I assume that in whatever is left of Palestine, any final agreement would prohibit Palestinians from erecting a memorial to the Nakba. Would this extend to the Palestinian Diaspora as well?
The Jewish community supports laws in Europe and Canada against Holocaust denial. In America, the Jewish community hunts Holocaust deniers. Would it support laws criminalizing remembrance of the Nakba? Would that criminalization include Jews of Conscience remembering the Nakba as a referendum on Jewish history?
All of this referendum talk on Jewish and Palestinian history might seem beyond the point as the Washington preliminaries shift to the Middle East in the upcoming weeks.
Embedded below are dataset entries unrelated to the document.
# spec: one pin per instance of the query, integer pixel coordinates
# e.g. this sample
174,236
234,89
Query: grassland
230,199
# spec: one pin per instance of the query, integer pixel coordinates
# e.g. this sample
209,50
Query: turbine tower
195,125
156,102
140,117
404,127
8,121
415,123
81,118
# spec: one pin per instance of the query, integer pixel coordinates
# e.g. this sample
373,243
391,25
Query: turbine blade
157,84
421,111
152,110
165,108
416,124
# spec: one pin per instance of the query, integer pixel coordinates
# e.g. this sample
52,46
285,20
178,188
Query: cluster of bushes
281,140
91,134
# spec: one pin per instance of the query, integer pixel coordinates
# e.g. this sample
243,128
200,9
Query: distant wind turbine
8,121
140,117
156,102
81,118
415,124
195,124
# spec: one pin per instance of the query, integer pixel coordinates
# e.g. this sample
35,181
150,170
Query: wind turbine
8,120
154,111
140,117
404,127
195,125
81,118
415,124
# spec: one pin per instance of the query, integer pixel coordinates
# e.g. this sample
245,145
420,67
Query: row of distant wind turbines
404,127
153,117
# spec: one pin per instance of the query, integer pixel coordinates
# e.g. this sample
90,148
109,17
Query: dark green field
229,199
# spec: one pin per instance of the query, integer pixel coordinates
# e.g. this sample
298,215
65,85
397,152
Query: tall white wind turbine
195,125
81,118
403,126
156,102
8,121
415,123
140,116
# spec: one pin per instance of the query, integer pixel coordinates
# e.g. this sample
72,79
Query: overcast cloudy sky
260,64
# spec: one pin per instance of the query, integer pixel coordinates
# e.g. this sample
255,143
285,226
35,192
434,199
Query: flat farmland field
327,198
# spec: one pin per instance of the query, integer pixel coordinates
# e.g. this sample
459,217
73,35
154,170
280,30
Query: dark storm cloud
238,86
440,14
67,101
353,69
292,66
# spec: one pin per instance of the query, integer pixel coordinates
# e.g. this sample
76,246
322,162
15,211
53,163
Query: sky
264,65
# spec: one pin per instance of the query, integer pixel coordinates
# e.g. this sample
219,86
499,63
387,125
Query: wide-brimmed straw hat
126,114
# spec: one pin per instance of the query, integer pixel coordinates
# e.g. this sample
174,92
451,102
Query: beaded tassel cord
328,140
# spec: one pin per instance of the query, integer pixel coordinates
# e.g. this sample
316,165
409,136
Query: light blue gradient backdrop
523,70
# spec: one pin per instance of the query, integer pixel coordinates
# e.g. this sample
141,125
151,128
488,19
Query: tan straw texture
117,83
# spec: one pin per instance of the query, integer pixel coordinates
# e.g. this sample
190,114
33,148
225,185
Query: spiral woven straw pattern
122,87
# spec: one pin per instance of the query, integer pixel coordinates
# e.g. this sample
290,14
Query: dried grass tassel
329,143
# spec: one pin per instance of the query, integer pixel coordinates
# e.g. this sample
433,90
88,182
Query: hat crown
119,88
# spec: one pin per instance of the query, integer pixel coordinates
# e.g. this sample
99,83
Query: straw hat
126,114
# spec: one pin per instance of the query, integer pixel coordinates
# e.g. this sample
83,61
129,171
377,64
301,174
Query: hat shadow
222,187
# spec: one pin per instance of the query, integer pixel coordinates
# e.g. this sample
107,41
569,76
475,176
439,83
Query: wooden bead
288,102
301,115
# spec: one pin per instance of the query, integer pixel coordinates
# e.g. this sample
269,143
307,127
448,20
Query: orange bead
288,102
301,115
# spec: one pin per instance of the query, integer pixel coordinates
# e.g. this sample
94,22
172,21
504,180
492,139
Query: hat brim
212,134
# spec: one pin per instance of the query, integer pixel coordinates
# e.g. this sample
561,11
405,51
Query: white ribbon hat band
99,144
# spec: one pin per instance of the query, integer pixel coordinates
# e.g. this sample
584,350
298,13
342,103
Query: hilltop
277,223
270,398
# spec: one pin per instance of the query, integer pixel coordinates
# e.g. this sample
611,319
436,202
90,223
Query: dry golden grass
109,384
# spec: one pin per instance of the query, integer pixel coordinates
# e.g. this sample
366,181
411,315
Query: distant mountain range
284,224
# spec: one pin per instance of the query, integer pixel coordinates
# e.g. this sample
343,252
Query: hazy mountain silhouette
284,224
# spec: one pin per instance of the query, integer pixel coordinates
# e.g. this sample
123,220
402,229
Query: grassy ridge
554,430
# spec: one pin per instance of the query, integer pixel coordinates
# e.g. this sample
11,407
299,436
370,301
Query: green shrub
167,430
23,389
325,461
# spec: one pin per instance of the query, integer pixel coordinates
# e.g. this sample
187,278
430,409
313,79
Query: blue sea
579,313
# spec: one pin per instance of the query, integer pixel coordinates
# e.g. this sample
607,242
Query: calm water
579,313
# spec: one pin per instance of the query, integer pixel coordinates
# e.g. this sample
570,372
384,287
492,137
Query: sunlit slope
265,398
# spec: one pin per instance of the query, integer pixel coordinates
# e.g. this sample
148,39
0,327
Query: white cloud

However, if Jews and Palestinians think only about the immediate situation, as dire as it is, we become frozen in a pragmatics that buries any possibility of rescuing a future from the ashes of the past and present.
Remembrance is for after – as Jews know well. The present peace effort may be a disguised attempt to make sure that Jews and Palestinians forget the Nakba as integral to both our histories and thus lose the ability to forge a common future together.
After is a claim on the perpetrators and victims of ethnic cleansing, displacement and atrocity. Only when memory becomes actualized in justice can a future worth bequeathing to our children be born.